# It's possible to free memory?

## LittleBug

Hi  @ all!

Some time ago my 1GB RAM stick says me "So long and thanks for all the fish!" then die. From that I limited to use only 512MB   :Crying or Very sad:  !

Well! this is not a huge problem but when I launch emerge or heavyweight application, of course, free memory go down and when the program are closed free memory doesn't rise. After a while if I launch any other program system goning to swap and this is not very good!

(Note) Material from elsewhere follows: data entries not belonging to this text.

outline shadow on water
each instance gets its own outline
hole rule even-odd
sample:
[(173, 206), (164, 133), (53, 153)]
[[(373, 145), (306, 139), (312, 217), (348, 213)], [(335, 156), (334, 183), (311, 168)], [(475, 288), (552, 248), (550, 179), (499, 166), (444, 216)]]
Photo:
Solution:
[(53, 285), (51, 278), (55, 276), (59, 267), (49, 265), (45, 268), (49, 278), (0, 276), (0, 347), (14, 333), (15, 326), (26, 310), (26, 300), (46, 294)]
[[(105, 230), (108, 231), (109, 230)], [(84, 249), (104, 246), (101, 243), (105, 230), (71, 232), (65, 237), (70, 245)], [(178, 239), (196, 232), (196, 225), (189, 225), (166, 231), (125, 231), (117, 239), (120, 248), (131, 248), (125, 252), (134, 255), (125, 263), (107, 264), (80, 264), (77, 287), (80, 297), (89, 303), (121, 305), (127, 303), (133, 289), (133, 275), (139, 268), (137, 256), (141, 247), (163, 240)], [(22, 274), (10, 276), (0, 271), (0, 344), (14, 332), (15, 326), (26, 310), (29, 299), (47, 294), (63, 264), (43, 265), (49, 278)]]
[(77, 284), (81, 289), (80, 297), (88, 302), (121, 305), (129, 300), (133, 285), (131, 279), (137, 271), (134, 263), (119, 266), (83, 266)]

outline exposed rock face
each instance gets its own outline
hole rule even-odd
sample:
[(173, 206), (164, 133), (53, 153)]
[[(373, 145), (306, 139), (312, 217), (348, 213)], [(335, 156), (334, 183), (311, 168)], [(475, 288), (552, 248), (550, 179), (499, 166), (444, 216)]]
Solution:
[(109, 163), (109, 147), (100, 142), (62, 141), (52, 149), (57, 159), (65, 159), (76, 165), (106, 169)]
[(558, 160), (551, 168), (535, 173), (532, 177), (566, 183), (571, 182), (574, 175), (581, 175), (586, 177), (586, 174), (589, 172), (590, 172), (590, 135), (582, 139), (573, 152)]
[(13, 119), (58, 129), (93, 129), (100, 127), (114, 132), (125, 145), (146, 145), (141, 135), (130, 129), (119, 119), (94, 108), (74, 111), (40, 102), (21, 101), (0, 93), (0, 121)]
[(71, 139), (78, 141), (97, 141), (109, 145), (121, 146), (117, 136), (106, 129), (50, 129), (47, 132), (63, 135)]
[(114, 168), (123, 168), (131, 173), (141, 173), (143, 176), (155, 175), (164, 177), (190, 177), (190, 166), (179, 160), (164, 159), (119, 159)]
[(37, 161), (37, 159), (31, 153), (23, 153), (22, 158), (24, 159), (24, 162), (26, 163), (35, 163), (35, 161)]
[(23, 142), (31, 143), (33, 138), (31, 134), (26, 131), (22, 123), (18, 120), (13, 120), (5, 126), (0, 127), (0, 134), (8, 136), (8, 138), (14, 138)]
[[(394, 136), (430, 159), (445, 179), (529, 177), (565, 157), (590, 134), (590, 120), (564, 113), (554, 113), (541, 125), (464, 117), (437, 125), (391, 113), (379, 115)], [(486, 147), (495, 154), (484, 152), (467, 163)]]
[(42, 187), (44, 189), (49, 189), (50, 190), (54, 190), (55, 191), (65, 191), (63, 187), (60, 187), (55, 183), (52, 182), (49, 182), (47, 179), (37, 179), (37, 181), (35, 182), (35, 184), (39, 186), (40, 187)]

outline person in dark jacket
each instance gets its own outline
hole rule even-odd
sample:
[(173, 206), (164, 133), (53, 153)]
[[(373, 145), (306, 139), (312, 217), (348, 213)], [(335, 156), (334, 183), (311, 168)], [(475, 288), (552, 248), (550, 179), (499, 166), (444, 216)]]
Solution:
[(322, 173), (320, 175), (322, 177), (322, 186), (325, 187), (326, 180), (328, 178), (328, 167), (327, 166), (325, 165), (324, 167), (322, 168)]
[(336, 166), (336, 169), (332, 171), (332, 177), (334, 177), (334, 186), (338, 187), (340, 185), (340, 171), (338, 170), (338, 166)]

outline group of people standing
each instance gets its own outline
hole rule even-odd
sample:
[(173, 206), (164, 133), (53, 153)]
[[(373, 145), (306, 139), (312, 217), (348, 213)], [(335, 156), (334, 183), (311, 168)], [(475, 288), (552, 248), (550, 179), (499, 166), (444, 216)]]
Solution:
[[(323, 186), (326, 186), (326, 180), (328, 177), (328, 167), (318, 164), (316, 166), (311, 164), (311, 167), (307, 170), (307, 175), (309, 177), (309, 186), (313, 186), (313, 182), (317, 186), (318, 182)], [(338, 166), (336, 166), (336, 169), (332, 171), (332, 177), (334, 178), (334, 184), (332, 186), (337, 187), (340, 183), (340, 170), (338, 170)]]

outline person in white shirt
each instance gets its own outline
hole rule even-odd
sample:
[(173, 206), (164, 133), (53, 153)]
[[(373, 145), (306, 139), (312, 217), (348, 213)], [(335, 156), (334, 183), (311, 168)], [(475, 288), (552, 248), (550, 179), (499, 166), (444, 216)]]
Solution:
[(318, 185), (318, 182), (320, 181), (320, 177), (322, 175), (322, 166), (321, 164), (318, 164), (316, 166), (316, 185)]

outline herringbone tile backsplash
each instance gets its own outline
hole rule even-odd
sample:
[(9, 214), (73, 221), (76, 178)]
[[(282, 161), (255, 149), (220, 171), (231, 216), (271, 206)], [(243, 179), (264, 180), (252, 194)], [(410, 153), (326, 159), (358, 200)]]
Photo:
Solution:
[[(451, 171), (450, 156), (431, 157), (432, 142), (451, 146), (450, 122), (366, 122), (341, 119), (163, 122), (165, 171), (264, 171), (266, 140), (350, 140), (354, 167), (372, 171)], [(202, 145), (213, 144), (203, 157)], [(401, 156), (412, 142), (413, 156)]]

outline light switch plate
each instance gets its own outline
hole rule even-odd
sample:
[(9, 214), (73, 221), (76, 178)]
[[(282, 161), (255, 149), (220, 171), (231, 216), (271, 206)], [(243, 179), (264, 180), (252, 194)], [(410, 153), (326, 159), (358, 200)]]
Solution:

My question is: "Is it possible to get out garbage that stay in RAM without any pourpose?"

Thanks!

----------

## slackline

My understanding is that the kernel will free up memory when its requested unless its actually being used.

Thus when you close your heavy-weight application and it appears as though the memory isn't free you will find that if you start another heavy-weight application that requires the memory it will be available.

Memory is cheap, so grab some and get back to your previous levels (or even upgrade higher!).

----------

## cach0rr0

 *LittleBug wrote:*   

> when the program are closed free memory doesn't rise
> 
> 

 

that's cached. as mentioned above, the kernel will free up cache as needed when other applications request it. 

If indeed you're seeing a fair bit of swap used, you're quite simply running out of memory. 

If you really really really wan't to free up the cache:

```

echo 3 /proc/sys/vm/drop_caches

```

but i dont think that'll help - i think youre genuinely running out of memory

----------

## AllenJB

You generally shouldn't need to worry about memory management at all.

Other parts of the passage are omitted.